Stock Options – How can you profit from them?

What are Stock Options?

Stock Options share some similarities with futures contracts and with normal stocks, but they are inherently different.

Options are simply a contract, you do not own the underlying stock that determines the value of your options contract.  Unlike stocks which you can hold indefinitely, options contracts all have an expiry date, and the closer to the expiry date you get the less your option is worth.

As you do not actually own the stock only a promise to pay the difference between the stock price now and the stock price at some point in the future you will see that the options contract cost as little a 2% to 20% of the cost of owning the stock.

Stock Options are simply a vehicle to achieve a goal.  For those people who cannot use leverage to increase their total investment pot, Options are a cheap and effective way to leverage your invested capital.

The best way to understand options is to run through an example.

Stock Options  Versus Stocks

For example.  You have $1,000 to invest.

Strategy 1 – Buy the Stocks

You could buy 5 shares of Amazon Inc. (Ticker:AMZN)  at $200 per share.

Total Costs $1000

If Amazon moved up 10% over the next 2 months to $220.

Your profit would be ($220 – $200) = $20 per share.  5 Shares * $20 = $100

A 10% gain.

Strategy 2 – Buy Options on the Stock

You could by one “At the Money Call Contract” for AMZN with a strike price of 200 and an expiry date of May 21 2013.  The contract value is $10 per share.  Because you will control 100 shares with each contract and you buy one contract, your costs for the trade are $1000.

In options speak:

  • 1 contract means you will have control over 100 shares of AMZN
  • At the money means the strike price of $200 per share is equal to the actual stock price.
  • Strike price is the point at which the option will have a value (apart from the time value)
  • Expiry Date is the date at which the option contract expires and loses all value.

In the same scenario as above the stock price moves 10% to $220.  The difference in price is $20 per share.  The contract was at a strike price of $200, therefore $220 – $200 = $20 profit per share.

Theoretical profit would be 100 * $20 = $2000.  A $2000 gain from a $1000 investment.  This means a gain of 200%.

I say theoretically because when you buy an option the clock starts ticking on the time value.  If the stock price took until the final month before expiry to move to $220, then you would have lost all of the time value of the contract which could reduce your profits.  However, if the stock had moved 10% in a single day you would have secured almost all of the 200% and also kept much of the time value in the stock.

What are the risks of options, compared to simply buying the stock?

If the stock price moves against you, you can lose the entire investment.  With stocks this is quite rare, stocks rarely move to zero unless the company goes bankrupt.

If the stock price does not move at all in the time period, your investment can also expire worthless.

The stocks needs to move in the direction you place the bet to make a profit.  If the stock price moves strongly your profits can be quite large.

Strategy 3 – Shorting a stock using options.

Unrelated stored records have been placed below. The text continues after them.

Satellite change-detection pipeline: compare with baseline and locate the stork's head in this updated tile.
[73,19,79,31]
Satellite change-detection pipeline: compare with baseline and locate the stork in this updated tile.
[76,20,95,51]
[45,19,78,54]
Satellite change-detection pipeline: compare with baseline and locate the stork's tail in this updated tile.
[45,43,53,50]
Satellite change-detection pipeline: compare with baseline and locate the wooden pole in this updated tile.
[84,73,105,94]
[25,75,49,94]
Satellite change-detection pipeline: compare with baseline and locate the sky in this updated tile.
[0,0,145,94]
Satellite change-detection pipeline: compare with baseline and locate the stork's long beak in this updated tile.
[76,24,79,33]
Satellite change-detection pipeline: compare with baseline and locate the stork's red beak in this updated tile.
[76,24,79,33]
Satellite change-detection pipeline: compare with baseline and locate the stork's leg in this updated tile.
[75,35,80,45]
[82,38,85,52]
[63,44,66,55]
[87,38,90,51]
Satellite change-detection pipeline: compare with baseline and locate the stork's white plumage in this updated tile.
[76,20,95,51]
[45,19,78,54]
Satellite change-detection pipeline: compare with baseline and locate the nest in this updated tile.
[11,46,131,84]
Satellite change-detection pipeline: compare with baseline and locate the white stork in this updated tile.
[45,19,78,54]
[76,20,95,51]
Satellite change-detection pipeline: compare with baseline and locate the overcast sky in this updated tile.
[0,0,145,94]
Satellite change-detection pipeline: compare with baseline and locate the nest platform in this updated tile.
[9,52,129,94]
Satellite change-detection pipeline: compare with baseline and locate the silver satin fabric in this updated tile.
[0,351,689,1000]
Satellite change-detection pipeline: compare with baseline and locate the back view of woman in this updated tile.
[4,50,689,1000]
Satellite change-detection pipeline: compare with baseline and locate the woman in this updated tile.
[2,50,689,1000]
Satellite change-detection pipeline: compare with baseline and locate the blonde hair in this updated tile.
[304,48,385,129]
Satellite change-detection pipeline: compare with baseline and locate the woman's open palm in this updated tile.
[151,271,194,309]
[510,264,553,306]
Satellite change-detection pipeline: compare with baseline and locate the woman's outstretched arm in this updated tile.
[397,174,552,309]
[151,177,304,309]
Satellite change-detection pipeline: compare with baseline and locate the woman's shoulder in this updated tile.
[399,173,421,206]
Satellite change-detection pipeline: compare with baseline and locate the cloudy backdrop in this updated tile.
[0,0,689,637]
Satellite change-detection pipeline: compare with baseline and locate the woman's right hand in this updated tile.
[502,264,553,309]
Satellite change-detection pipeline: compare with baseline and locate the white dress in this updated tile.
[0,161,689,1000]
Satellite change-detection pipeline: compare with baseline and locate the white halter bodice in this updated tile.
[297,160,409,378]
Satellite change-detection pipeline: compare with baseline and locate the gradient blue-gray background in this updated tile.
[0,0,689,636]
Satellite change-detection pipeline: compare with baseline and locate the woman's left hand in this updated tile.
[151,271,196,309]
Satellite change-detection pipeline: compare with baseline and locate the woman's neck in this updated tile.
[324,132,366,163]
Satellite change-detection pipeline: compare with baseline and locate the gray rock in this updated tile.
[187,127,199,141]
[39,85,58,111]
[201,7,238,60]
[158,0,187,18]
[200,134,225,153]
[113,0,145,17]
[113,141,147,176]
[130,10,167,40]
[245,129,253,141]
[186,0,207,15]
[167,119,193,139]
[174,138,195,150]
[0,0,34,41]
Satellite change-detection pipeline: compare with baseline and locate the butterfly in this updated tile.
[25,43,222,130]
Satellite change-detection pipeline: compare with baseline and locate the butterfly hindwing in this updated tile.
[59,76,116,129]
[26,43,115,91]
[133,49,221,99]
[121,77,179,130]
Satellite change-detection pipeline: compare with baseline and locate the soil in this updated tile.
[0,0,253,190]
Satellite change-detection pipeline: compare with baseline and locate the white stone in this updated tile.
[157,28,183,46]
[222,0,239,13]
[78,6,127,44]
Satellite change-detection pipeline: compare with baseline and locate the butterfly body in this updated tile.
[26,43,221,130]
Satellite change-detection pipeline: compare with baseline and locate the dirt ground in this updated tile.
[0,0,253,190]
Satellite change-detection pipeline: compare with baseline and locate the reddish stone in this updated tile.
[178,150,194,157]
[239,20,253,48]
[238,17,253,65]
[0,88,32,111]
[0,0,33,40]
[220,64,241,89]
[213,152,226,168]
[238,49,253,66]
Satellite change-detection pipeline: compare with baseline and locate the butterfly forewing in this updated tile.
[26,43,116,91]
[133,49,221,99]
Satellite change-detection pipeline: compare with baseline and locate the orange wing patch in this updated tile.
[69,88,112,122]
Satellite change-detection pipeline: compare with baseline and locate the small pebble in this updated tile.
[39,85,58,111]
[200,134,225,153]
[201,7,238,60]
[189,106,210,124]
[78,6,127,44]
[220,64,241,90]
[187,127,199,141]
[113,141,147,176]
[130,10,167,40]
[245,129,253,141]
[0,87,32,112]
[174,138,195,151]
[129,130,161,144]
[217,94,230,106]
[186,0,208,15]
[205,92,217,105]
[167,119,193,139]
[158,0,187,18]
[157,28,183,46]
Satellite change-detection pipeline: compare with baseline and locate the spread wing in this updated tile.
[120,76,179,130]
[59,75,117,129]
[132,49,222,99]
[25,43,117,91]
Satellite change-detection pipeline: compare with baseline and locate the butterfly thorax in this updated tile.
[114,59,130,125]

Using the exact same scenario but instead of us expecting the stock to increase in value we expect it to decrease.

AMZN has a current stock price of $200

You could by one “At the Money Put Contract” for AMZN with a strike price of 200 and an expiry date of May 21 2013.  The contract cost $10 per share and there are 100 shares in a contract.  Cost of investment is $1000.

In options speak:

  • 1 contract means you will have control over 100 shares of AMZN
  • “At the money” means the strike price of $200 per share has already been reached.
  • Strike price is the point at which the option will have a value (apart from the time value)
  • Expiry Date is the date at which the option contract expires and loses all value.

In this scenario the stock loses 10% in value to $180.  The difference in price is now $20 per share.  The contract was at a strike price of $200, therefore $200 – $180 = $20 profit per share.

Theoretical profit would be 100 * $20 = $2000.  This means a gain of 200%.

Options Summary.

Options are a complex instrument, but the more you understand them the more they make sense.  With experience you will see that they are an incredibly flexible investment tool.  However, before even thinking about trading options you will need to understand how to pick stocks, evaluate market direction and formulate a strategic systematic approach to investing.

Options are incredibly volatile and can very quickly lose your entire investment. Options are a numbers game and should only be used by advanced traders who have received specialist training in the topic.

3 COMMENTS

  1. this is very good information. some websites make you belive that you can make money very easy in stock options.

  2. In the stock option example scenario where the stock value decreases it states that you still receive a gain of 200 % the same amount gained in the example where the stock value increased 20.00. Is that correct or was that an error.

  3. Hi Angela, no this was not a mistake, as you buy a PUT Option Contract you make money when the stock price declines. Also the examples assume a $2000 gain and your original investment back.